该发明算法模型结构精简、训练方便，运行平稳、可靠，可移植性较好，可以在多种特定场景中使用。The algorithm model of the invention has a simplified structure, convenient training, stable and reliable operation, good portability, and can be used in various specific scenarios.

最后应当说明的是:以上实施例仅用以说明本发明的技术方案而非对其限制；尽管参照较佳实施例对本发明进行了详细的说明，所属领域的普通技术人员应当理解：依然可以对本发明的具体实施方式进行修改或者对部分技术特征进行等同替换；而不脱离本发明技术方案的精神，其均应涵盖在本发明请求保护的技术方案范围当中。

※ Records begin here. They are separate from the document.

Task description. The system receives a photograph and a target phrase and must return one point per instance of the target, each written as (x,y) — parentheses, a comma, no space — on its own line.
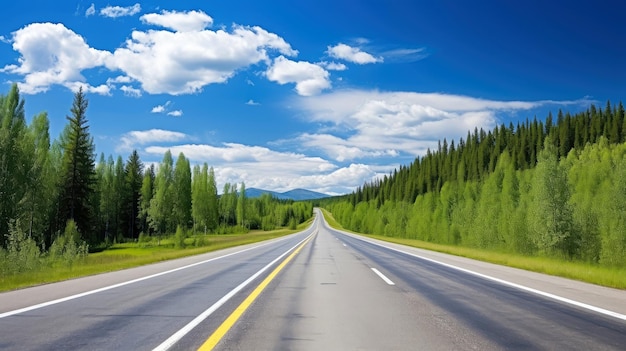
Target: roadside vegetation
(613,277)
(553,194)
(63,215)
(29,267)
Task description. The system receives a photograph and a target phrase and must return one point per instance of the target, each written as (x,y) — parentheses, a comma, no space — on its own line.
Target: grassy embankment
(606,276)
(128,255)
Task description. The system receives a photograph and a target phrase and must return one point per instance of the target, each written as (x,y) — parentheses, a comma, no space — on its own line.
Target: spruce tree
(77,180)
(182,192)
(133,173)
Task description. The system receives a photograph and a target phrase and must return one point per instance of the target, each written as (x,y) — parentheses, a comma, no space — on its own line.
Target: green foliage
(77,181)
(179,238)
(573,209)
(182,192)
(68,247)
(161,210)
(22,253)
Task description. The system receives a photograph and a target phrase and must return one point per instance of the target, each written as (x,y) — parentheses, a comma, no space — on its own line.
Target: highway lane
(139,315)
(338,293)
(329,298)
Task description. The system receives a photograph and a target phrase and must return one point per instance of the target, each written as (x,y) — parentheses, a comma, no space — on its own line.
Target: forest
(554,189)
(56,199)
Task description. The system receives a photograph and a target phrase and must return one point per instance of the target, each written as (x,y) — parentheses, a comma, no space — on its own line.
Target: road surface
(339,292)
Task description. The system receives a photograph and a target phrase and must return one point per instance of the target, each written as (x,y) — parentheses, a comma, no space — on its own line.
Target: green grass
(128,255)
(587,272)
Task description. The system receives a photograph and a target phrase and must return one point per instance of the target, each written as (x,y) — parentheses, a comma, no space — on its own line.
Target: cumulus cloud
(405,55)
(352,54)
(132,139)
(264,168)
(130,91)
(91,10)
(184,62)
(310,79)
(53,54)
(333,66)
(370,124)
(176,62)
(179,21)
(160,108)
(119,11)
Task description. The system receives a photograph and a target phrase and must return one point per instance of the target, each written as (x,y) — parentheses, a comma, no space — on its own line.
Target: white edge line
(382,276)
(165,345)
(91,292)
(504,282)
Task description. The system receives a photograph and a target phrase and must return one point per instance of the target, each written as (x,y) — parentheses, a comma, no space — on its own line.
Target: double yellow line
(221,331)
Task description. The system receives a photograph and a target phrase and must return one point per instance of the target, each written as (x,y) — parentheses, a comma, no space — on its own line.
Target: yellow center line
(221,331)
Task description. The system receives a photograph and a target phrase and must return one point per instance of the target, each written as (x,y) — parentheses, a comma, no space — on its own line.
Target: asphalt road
(338,293)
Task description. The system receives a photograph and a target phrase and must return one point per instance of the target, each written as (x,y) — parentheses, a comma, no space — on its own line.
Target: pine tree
(182,192)
(41,179)
(12,130)
(161,208)
(133,173)
(77,180)
(551,218)
(213,205)
(241,206)
(145,196)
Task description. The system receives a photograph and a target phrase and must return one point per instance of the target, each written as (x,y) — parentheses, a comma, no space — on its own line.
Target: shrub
(22,253)
(68,247)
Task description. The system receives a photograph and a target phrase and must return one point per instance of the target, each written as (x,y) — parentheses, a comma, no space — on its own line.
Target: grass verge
(128,255)
(586,272)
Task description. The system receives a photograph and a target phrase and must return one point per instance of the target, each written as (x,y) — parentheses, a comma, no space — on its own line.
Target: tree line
(52,187)
(553,189)
(475,157)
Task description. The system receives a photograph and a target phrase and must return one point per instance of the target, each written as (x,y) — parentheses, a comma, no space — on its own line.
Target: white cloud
(119,11)
(130,91)
(91,10)
(405,55)
(352,54)
(131,139)
(161,61)
(184,62)
(310,79)
(179,21)
(333,66)
(160,108)
(52,54)
(370,124)
(264,168)
(119,79)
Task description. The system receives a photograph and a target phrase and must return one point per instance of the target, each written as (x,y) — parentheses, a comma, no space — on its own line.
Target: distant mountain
(295,194)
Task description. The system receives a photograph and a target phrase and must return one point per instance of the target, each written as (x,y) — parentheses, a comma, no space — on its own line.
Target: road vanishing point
(320,289)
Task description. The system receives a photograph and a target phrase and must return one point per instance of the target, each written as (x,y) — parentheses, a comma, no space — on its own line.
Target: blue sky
(323,95)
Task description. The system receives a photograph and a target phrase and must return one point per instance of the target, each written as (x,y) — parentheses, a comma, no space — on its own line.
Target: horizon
(323,97)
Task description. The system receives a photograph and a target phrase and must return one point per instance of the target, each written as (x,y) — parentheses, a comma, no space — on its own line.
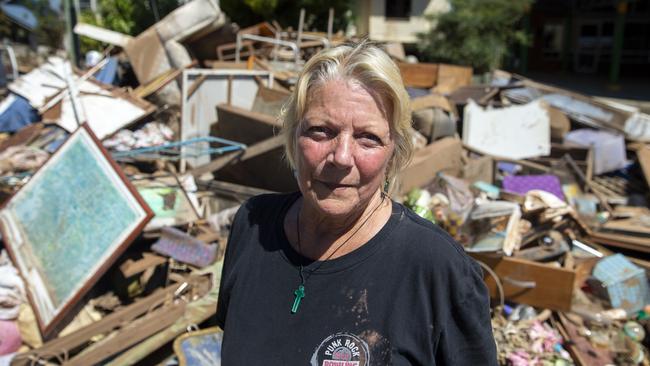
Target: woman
(338,274)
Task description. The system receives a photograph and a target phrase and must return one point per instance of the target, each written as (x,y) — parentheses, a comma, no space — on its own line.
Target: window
(398,9)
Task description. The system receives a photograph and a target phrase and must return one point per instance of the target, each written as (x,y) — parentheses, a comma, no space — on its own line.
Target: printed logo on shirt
(341,349)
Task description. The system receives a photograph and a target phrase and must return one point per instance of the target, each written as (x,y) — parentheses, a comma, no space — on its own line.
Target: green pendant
(299,293)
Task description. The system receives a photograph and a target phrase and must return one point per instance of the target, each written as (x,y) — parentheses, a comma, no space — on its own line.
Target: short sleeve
(227,273)
(466,335)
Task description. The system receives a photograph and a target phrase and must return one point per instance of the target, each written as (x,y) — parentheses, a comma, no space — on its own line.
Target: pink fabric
(523,183)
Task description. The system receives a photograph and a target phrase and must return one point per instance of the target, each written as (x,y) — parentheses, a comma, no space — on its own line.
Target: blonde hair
(373,69)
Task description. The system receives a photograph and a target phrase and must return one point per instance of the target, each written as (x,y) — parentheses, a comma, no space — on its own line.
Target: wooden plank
(131,267)
(102,34)
(72,341)
(131,334)
(420,75)
(452,77)
(268,170)
(552,287)
(195,85)
(583,352)
(433,101)
(443,155)
(643,154)
(640,244)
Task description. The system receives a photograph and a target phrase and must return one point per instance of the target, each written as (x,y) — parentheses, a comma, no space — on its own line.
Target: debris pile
(117,198)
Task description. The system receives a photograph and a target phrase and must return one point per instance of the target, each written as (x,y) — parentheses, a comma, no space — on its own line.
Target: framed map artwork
(68,224)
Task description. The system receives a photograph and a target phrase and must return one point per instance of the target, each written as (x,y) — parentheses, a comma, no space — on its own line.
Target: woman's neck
(325,237)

Finally it should be noted that: the above embodiment is only used to illustrate the technical scheme of the present invention and not to limit it; Although the present invention has been described in detail with reference to the preferred embodiment, those of ordinary skill in the art should understand: The specific embodiment of the invention is modified or some technical features are equivalently replaced; without departing from the spirit of the technical solution of the present invention, all of them should be included in the scope of the technical solution claimed in the present invention.

Claims

1. A specific scene generation method with fusion semantic control is characterized by comprising the following steps:

the method comprises the following steps of 1, selecting a plurality of item pictures and a plurality of different specific scene pictures containing the items, wherein the item pictures are close-up pictures of the items crawled from a shopping website;

step 2, making different attribute labels according to the characteristics of a specific scene in a specific scene picture, and obtaining a training sample after cutting the specific scene picture, wherein the training sample comprises an article picture, a specific scene picture which corresponds to the article picture and contains the article and a label for describing the scene;

step 3, constructing a conditional generation type countermeasure network consisting of a discriminator and a generator;

the generative countermeasure network is a GAN model, and the generator of the generative countermeasure network is represented as

Wherein, in the step (A),

is the target scene image domain, x is the original input image, l is the target scene image domain label,

a particular scene graph described for the tag;

using a cost function of conditional GAN as a antagonistic loss of the model, wherein the cost function is

Wherein D is a discriminator and G is a generator;

step 4, inputting the article graph and the label into a generator together as input to generate a specific scene graph described by the label;

step 5, taking a specific scene graph containing the article as a target scene graph, inputting the specific scene graph, the target scene graph, the article graph and the label described by the label generated by the generator into a discriminator, and performing model training by the discriminator through a conditional countermeasure network;

step 6, inputting the similar object images to be processed and the scene to be obtained into the trained model in a label mode to obtain corresponding scene images; the tags are semantic tags in binary form.